1.4.3Gelebte und erzählte Geschichte

Die vorliegende Arbeit kann noch aus einer weiteren Ressource schöpfen. Und zwar sind dies die Erinnerungen und Erzählungen ehemaliger AktivistInnen, die in den nachfolgend verhandelten Organisationen und Zusammenschlüssen mitwirkten oder mit ihnen in Kontakt kamen. Grundsätzlich können zwei verschiedene Entstehungsprozesse solcher Erinnerungsfragmente unterschieden werden:

Erstens sind dies die von ehemaligen TrotzkistInnen selbstständig produzierten oder im Austausch mit Forschenden entstandenen autobiografischen Skizzen und retrospektiven Überlegungen. In diese Kategorie gehören die veröffentlichten Werke »Begegnung mit dem Teufel« von Walter Kern67 sowie »Trotzki an der Goldküste« von Jürg Ulrich68. Beide waren Mitglieder im Sozialistischen Arbeiterbund (SAB) und haben jeweils gegen Ende ihres Lebens autobiografische Skizzen verfasst.
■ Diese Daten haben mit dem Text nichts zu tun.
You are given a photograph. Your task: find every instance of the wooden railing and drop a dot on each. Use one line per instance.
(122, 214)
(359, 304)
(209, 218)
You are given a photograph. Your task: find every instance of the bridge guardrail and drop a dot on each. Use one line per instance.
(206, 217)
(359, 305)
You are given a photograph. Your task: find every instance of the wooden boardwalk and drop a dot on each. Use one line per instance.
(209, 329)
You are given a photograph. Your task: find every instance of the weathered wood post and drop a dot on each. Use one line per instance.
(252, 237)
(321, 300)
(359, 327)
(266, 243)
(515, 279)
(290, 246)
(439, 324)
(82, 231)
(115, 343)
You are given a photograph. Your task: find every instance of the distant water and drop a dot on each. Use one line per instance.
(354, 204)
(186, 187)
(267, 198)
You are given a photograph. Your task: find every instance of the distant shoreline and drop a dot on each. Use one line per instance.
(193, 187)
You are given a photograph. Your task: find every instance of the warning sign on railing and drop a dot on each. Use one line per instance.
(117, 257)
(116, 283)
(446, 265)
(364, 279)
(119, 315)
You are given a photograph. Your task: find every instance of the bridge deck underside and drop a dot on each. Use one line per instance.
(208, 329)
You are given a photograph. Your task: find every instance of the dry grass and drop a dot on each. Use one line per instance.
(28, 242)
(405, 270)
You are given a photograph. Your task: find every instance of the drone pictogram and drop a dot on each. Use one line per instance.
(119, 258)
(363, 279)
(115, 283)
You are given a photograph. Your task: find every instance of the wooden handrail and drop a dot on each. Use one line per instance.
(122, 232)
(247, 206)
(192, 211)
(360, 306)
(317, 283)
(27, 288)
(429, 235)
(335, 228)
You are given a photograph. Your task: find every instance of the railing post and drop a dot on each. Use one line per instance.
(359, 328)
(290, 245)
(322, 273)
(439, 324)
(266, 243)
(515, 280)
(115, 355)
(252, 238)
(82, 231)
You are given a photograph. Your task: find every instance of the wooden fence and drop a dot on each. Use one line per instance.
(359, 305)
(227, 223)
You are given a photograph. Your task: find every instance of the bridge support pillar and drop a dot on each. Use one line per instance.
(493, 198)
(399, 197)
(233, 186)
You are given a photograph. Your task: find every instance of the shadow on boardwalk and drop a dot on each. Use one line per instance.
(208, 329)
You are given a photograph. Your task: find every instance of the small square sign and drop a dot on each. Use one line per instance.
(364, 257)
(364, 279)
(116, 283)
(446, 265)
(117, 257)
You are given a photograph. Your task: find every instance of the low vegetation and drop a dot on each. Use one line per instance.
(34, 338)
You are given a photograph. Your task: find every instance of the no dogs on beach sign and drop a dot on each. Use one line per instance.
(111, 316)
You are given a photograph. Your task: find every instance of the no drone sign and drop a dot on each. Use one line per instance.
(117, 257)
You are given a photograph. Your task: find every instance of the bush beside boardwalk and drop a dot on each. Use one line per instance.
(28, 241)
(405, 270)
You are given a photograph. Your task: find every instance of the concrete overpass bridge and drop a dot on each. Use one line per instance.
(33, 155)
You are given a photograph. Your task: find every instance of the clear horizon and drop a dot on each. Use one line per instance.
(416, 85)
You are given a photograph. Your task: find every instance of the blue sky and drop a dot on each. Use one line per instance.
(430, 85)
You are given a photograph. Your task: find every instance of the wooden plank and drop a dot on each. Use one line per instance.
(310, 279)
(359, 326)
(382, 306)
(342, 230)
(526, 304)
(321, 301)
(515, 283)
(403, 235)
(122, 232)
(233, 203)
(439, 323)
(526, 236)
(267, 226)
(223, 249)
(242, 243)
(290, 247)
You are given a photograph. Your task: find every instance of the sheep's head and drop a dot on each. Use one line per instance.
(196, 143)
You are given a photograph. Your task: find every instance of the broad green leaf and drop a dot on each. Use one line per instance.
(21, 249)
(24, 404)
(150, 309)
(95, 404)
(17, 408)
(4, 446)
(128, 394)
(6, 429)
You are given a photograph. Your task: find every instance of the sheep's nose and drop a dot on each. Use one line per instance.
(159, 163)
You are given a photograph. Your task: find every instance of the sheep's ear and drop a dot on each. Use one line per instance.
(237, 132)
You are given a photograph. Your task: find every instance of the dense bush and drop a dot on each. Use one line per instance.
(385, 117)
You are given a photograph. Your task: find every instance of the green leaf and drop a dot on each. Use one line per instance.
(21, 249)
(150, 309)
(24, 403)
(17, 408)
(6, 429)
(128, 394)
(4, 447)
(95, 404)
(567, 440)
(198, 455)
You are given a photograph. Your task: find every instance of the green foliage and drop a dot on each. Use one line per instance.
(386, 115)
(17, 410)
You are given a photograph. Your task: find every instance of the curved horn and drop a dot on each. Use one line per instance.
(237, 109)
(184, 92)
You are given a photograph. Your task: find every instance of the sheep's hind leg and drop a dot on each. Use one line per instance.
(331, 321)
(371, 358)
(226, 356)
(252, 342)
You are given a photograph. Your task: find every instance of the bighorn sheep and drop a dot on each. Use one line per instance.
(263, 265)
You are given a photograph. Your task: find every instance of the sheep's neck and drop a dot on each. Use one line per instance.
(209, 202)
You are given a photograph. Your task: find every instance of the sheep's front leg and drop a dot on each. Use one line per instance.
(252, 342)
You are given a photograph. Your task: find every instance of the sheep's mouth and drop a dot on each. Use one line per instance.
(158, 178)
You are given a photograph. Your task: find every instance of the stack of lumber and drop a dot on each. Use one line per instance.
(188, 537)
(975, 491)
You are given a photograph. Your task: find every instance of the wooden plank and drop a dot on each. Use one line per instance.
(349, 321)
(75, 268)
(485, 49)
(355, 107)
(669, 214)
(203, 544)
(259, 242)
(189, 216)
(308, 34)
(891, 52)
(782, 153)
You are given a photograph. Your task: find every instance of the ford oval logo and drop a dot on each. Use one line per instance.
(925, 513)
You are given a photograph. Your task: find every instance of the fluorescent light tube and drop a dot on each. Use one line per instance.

Jost von Steiger wiederum hat anlässlich des Buchprojekts von Jean-François Marquis69 einige Erinnerungen vor allem bezüglich der Organisationsstrukturen und ihrer Entwicklung niedergeschrieben.70

Darüber hinaus hat er in der zweiten Hälfte der 1980er-Jahre für ein nie fertiggestelltes Buchprojekt zur politischen Linken in der Schweiz nach dem Zweiten Weltkrieg längere Interviews gegeben, die ebenfalls biografischen Charakter haben und die allgemeinere Gedanken zu seinem politischen Aktivismus, den veränderten Rahmenbedingungen und dem persönlichen Älterwerden enthalten.71 Auch für das archimob.ch-Projekt wurde Jost von Steiger interviewt, darin beschränkt er sich aber mehrheitlich auf Erinnerungen zur Zeit vor und während des Zweiten Weltkriegs.72

Jost von Steiger begann zudem in den 1990er-Jahren mit autobiografischen Arbeiten, die zwar nie fertiggestellt wurden, allerdings in Entwürfen im Nachlass vorhanden sind. Sie drehen sich hauptsächlich um seine eigene Motivation, über 50 Jahre politisch aktiv gewesen zu sein73, die Ursprünge der trotzkistischen Bewegung nach dem Zweiten Weltkrieg74 sowie persönlichere Überlegungen zu Fragen der Liebe und Sexualität.75

Neben diesen bereits in den Archiven zu findenden biografischen Notizen und Retrospektiven wurden für die vorliegende Arbeit verschiedene Interviews, meistens lebensgeschichtliche Interviews, mit ZeitzeugInnen geführt. Im Rahmen dieser Untersuchung sind nun sechs dieser Interviews verarbeitet. Sie sind vor allem für die Teile des Buches interessant, in denen es um den Einfluss und die Wirkungen der TrotzkistInnen auf soziale Bewegungen und die Politisierung junger Menschen geht. Denn alle sechs Interviewten bezeichnen und bezeichneten sich nicht als »TrotzkistInnen«, noch waren sie in den Kernorganisationen der TrotzkistInnen offiziell Mitglied. Allerdings, das zeigen die Interviews, waren sie sehr wohl vom Denken und den politischen Konzeptionen der TrotzkistInnen beeinflusst und standen vielfältig im Kontakt mit den für den Trotzkismus in der Schweiz zentralen Personen.